Он стал обузой, а этого он боялся больше всего. По большей части он лежал в зале. Его сыновья и дочери ухаживали за ним — ибо своих дочерей он тоже намеревался выдать замуж, несмотря на их юный возраст, и уже разослал посланцев: одну он предполагал отдать в Бан, а младшую выдать за одного из мрачных сыновей Дру — о лучших партиях он и не мечтал. Так что даже в угасании его забота простиралась далеко, на много лет вперед. И Мера изумляла его своей привязанностью, ибо, казалось, она никогда не любила его и была ему женой по привычке; ведь и его нежность была лишь привычкой. Единственное, что печалило его, что он всегда был в разъездах, занимаясь то тем, то сем ради нее и детей, и так и не узнал такой простейшей вещи.

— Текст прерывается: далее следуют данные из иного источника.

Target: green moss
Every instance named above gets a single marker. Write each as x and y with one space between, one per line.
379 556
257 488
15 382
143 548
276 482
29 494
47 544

Любил ли он ее? Он не был уверен, что вообще что-либо любил, он просто исполнял свой долг, за исключением короткого рывка — всего лишь нескольких лет, прожитых им для себя. К ним-то и возвращался он памятью, ища защиты. Но ему страшно повезло, что он снискал столько любви к себе, выполняя свой долг.
В его памяти мало что осталось от жизни на хуторе. Весь хутор ему казался сном, а воспоминания об Эшфорде и вовсе потускнели, как и Дун-на-Хейвин, да и стены самого Кер Велла. Единственной реальностью казались костер и рыба и тень меж дубами; и, как ни странно, ему не было страшно на этот раз. И сморщенное коричневое личико с глазами, как стоячая вода, не пугало его.
«О человек, — говорило оно, — о человек, возвращайся».
Нэаль Кервален умирал. И больше это было не скрыть. Ан Бег совершил набег на границы, но преждевременно — Скага изгнал их прочь и преследовал до их собственных владений, пока горе и тревога не заставили его повернуть назад. Ибо Скага проводил в зале дни и ночи, расставив по всей стране вооруженных людей и приказав фермерам жечь костры, если кто-нибудь их потревожит.
И Эвальд видел, что все было сделано верно, как если бы распорядился сам Нэаль, а может, это и были его приказы, которые он отдавал, приходя в себя, считавшемуся его правой рукой и даже душой.
Тогда приехал Дру, хоть и стояла еще зима, и морозы были еще слишком крепки, чтобы появиться зелени. Он поднимался вверх по Керберну с таким количеством воинов, которое могло отразить при случае любое нападение — как холодный ветер обрушился он с южных высот, так что патрульные посты, не узнав его, сначала подали сигнал тревоги. Но со стен разглядели его знамена — синие с белым, и крики радости впервые за много дней заполнили Кер Велл.
Эвальд сверху смотрел, как они въезжают в ворота. Он знал, что его отец не ошибся в Дру — тот не стал тратить время на гонцов, и впервые он ощутил нежность к этому костлявому безумцу. Они пришли со звоном оружия и блеском копий и ожидали приема; но среди них вышагивал пони с заплетенной лентами гривой, на котором ехала девушка, завернутая в плащ.